= Adar Rhiannon =

Story

In the earliest prose stories in Britain in the Mabinogi, the Adar Rhiannon; "birds of Rhiannon", are specifically three magical birds, whose song can "wake the dead and lull the living to sleep". They also have a non-rational effect on space as they can be remote but seem very near. They are connected with Rhiannon the Queen of Dyfed who is thought to be a British euhemerized horse goddess, so part of Welsh mythology. The Adar Rhiannon were demanded by the giant Ysbaddaden Bencawr as a marriage task for Culhwch to complete. The giant wanted the Birds to soothe him as he faced his last night of life, prophesied as the consequence of his daughter's wedding.

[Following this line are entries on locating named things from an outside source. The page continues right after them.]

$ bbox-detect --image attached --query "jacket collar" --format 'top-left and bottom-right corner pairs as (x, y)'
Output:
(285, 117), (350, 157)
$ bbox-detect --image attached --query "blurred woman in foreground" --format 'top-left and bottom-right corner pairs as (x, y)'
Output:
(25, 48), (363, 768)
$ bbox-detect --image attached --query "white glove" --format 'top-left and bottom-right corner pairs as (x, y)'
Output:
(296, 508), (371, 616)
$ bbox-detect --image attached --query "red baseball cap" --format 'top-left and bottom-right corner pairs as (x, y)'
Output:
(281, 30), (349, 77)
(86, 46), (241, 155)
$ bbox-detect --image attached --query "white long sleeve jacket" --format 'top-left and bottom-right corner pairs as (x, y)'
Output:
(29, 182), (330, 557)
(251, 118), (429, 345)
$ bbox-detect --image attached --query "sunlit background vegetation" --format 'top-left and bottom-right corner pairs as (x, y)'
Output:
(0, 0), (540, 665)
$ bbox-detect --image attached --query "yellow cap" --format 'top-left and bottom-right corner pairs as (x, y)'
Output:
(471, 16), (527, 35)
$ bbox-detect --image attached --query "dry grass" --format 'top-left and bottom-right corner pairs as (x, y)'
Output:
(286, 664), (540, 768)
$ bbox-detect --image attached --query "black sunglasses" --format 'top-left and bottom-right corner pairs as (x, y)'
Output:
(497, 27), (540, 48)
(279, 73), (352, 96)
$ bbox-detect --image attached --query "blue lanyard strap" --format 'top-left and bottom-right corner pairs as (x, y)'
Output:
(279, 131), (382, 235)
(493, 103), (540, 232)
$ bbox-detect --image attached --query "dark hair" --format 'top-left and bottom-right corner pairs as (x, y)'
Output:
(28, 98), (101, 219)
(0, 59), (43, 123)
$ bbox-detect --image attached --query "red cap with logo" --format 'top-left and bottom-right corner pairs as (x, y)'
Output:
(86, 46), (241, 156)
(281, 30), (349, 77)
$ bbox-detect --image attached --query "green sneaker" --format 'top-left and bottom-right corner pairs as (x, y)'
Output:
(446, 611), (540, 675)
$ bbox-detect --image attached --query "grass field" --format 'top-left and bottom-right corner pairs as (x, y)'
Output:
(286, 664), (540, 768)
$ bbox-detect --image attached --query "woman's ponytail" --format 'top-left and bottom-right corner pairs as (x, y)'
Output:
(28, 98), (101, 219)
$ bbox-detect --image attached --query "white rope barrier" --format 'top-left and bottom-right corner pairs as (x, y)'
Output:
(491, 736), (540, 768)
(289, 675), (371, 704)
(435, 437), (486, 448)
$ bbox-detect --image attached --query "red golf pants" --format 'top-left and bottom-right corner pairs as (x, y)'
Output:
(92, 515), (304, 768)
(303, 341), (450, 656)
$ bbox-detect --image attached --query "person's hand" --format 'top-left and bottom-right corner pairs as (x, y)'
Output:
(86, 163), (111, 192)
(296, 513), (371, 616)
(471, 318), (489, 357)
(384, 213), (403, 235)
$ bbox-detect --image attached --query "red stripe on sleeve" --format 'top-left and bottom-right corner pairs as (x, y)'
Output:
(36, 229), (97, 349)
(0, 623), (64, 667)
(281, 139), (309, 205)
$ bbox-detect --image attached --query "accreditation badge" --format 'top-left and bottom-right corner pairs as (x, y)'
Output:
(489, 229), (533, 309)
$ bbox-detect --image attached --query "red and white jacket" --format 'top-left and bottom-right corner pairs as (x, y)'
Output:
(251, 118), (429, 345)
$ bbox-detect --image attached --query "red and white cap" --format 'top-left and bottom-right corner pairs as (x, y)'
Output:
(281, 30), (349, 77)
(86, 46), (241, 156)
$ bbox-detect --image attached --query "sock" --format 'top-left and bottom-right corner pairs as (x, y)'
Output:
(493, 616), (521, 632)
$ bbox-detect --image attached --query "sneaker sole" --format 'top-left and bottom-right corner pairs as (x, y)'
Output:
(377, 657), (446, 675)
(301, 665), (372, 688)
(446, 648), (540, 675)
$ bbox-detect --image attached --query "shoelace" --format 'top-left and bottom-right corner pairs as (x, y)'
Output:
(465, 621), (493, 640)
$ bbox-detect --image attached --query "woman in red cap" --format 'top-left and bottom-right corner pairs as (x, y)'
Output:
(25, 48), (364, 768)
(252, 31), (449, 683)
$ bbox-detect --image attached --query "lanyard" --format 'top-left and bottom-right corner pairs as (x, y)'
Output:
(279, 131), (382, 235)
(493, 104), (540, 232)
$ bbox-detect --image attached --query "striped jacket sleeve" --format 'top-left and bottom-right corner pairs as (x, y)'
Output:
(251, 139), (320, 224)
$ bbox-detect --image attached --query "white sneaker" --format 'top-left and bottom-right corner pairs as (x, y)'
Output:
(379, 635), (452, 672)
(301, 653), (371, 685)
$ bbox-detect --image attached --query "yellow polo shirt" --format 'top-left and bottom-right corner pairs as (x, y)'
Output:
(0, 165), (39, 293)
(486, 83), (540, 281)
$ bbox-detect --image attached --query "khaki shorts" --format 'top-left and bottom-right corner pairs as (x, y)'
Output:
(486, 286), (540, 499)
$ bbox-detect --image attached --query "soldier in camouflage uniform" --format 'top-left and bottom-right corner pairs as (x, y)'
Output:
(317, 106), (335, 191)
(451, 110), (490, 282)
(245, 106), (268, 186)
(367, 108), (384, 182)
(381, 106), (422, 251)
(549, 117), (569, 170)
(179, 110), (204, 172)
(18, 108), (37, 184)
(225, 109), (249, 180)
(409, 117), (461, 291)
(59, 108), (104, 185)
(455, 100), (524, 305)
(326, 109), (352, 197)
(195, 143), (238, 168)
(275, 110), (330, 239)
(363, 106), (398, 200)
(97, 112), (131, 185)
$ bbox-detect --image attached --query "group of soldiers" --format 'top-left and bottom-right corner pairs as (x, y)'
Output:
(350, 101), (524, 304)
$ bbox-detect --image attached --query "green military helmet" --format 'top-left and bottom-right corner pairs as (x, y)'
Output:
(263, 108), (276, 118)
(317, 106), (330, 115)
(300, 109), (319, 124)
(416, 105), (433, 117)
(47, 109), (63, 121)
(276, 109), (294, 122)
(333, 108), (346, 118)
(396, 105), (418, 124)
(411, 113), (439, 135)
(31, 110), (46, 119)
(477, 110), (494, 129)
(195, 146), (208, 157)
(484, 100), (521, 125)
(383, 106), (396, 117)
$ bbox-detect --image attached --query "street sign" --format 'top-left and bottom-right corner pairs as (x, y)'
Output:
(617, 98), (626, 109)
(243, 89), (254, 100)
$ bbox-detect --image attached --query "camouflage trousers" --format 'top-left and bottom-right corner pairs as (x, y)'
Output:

==The two British sources==
In the early native British Arthurian tale from Wales, Culhwch and Olwen, Culhwch ac Olwen, the hero Culhwch ap Cilydd seeks the beautiful Olwen, daughter of the giant chief, Ysbaddaden Bencawr as his bride. A prophecy has foretold that Ysbadadden will die on his daughter's wedding night. The giant therefore sets Culhwch and his companions a number of impossible tasks to complete before he will bestow his daughter. One of the tasks is to bring him the birds of Rhiannon, to entertain Ysbaddaden on the night before his death. The birds are retrieved, although the tale does not explain how. An earlier and fuller version of the tale may have elaborated on this.

The Adar Rhiannon are also mentioned in the second branch of the Mabinogi, the tale of Branwen ferch Llŷr. Following a cataclysmic war against the Irish, the fatally wounded British king Bendigeidfran orders his seven surviving men to decapitate him. They are then to take his head to the White Tower of London to bury it as a national protection. Before setting off, the Seven Survivors feast at Harlech for seven enchanted years, regaled by the three Birds of Rhiannon. These are specifically named in the text, before and after the event, as the birds of Rhiannon (see the very last lines of Branwen for the last reference).

"As soon as they began to eat and drink, three birds came and sang them a song, and all the songs they had heard before were harsh compared to that one. They had to gaze far out over the sea to catch sight of the birds, yet their song was as clear as if the birds were there with them. And they feasted for seven years.